You know I'm really not sure how long I have been running the steering link on the wrong side for, but it's been a while! Good eye...That might explain some binding I get during lots of droop and suspension travel.

Actually I remember now one of the times I was switching the arms I noticed I got less travel and adjusted the droop to compensate. I fixed it by twisting the tie-rod, but now I realize it's because its mounted on the wrong side.

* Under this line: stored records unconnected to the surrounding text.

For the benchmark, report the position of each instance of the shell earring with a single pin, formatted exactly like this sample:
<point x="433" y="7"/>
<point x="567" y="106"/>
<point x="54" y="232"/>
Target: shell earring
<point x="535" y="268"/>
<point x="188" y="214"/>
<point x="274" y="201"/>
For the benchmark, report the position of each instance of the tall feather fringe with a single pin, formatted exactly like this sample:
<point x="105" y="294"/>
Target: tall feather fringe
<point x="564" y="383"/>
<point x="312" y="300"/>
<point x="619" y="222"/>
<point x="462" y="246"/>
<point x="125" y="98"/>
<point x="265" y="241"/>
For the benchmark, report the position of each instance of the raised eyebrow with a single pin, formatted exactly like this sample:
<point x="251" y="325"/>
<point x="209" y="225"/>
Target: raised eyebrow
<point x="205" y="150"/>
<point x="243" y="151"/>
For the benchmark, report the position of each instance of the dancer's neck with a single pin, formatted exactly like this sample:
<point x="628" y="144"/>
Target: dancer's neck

The car should handle totally differently at full lock now :ROFLMAO:
 
Something about the position changed and there is some binding,or at least less travel when mixing EXB cars and prior rear arms together


You are probably right, I may have attached the link to the wrong side in haste and not noticed, thanks

Always wanted to try the speed chassis!
Let me know it's exact weight when you get it 👍
I'm going to wait on the M2C speed chassis. I'm hoping they come out with one for the V5 soon. The one they have now is for the V3 and V4. It can be altered to work on the V5 but like I said I'm hoping they make one soon for the V5. I did however order tons of titanium pieces from Scorched and will post the weight differences on them to the stock.
 
I'm going to wait on the M2C speed chassis. I'm hoping they come out with one for the V5 soon. The one they have now is for the V3 and V4. It can be altered to work on the V5 but like I said I'm hoping they make one soon for the V5. I did however order tons of titanium pieces from Scorched and will post the weight differences on them to the stock.

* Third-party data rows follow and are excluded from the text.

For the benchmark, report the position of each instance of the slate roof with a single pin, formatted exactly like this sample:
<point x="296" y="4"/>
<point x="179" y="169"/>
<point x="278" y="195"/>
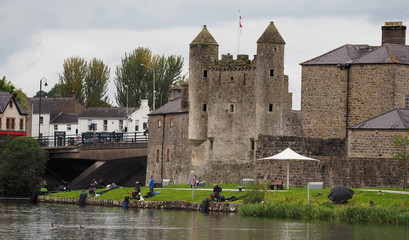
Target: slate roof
<point x="106" y="112"/>
<point x="343" y="54"/>
<point x="48" y="105"/>
<point x="364" y="54"/>
<point x="65" y="118"/>
<point x="388" y="53"/>
<point x="271" y="35"/>
<point x="395" y="119"/>
<point x="171" y="107"/>
<point x="5" y="98"/>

I'm going to wait on the M2C speed chassis. I'm hoping they come out with one for the V5 soon. The one they have now is for the V3 and V4. It can be altered to work on the V5 but like I said I'm hoping they make one soon for the V5. I did however order tons of titanium pieces from Scorched and will post the weight differences on them to the stock.
Ah yes, I remember that now. That stopped me too at one time.
I never broke an hinge pin ever. Bent a few thats about it on my 6s. What breaks the most is ur number 1 in ur case. The outdrives needs upgradibg at least for the center and rear diffs also changibg the pins of the driveshafts to tool steel pins would be a +.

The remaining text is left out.